En Europe, plus de 50 % du budget consacré au développement des infrastructures est destiné à l’entretien et à la modernisation de l’existant. De quoi renforcer l’intérêt pour l’évaluation de la durée de vie résiduelle des installations. Celle-ci renseigne les industriels de tous les secteurs sur l’état de santé de leurs équipements et leur propose des recommandations pour prolonger leur durée d’utilisation tout en garantissant la sûreté de fonctionnement. Entretien avec Bruno Depale, expert référent en calculs de structures au Cetim.
Un industriel peut-il utiliser un équipement sans danger et sans se poser de questions jusqu’au terme de sa durée de vie contractuelle ?
Bruno Depale : Oui, un industriel peut le faire en accord avec son contrat, mais il est important de noter que la durée de vie contractuelle est une donnée théorique fournie par le fabricant et est souvent liée à un nombre de cycles. La durée de vie réelle d’un équipement (composant, machine, infrastructure, etc.) dépend, en réalité, des usages et des rythmes d’utilisation. Il est donc également recommandé à tous les industriels de réaliser un bilan de l’état de santé d’un équipement lorsqu’il atteint 80 % de sa durée de vie contractuelle. Il en va de même en cas de vieillissement prématuré, d’incident majeur, de multiplication de défaillances, de modification d’usage substantielle ou de transformation par rapport à sa conception initiale. Sachant qu’un équipement est constitué de plusieurs composants avec des durées de vie différentes et des endommagements hétérogènes, c’est toujours le composant le plus critique qui donne le point d’arrêt. Seule une étude de l’état de santé résiduel, allant bien au-delà d’une simple inspection annuelle, permet aux exploitants de projeter de façon sécurisée l’usage futur de leurs infrastructures ou équipements.
Comment est évaluée la durée de vie résiduelle ?

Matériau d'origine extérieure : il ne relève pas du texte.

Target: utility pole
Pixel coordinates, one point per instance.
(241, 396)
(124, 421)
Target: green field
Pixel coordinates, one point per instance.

B. D : Dès lors qu’un équipement est utilisé, son capital santé initial est grignoté. Pour évaluer sa durée de vie résiduelle, les experts mènent une enquête à travers le temps. L’enjeu est de reconstituer l’historique d’utilisation d’un équipement pour prédire sa vie future. Par exemple, déterminer la fréquence et la répartition des charges soulevées par un appareil de levage, les avaries notables, les opérations de maintenance, etc. Si les risques deviennent trop importants, l’arrêt d’exploitation d’une machine peut être recommandé. Mais dans la très grande majorité des cas, la durée d’exploitation initiale est augmentée grâce à des combinaisons pragmatiques de solutions de réparation ou de surveillance renforcée. On pourra par exemple associer le déclassement d’un appareil de levage (diminution de sa charge de levage) à une réparation ponctuelle (enlèvement des parties corrodées) et des inspections plus fréquentes et limitées aux endroits les plus critiques.
Quelles évolutions technologiques peuvent renforcer cette expertise ?
B. D : Une partie de l’avenir se joue dans le développement de technologies innovantes qui permettent de mieux anticiper les opérations de maintenance et les risques de défaillance en temps réel. De plus, l’intégration de capteurs sans fil et la transmission automatique de leurs données dans le réseau (SHM) apportent de nouvelles applications en contrôle jusque là impossible en surveillance de la santé des structures. D’autre part, l’IIoT, le traitement des données et big data ont fortement progressé ces dernières années et deviennent plus accessibles. L’ensemble de ces innovations complètent l’enquête et aident à la prise de décision. Cependant, elles ne remplacent pas l’ingénieur expert qui détermine les meilleures mesures à prendre pour la poursuite d’une exploitation en toute sécurité.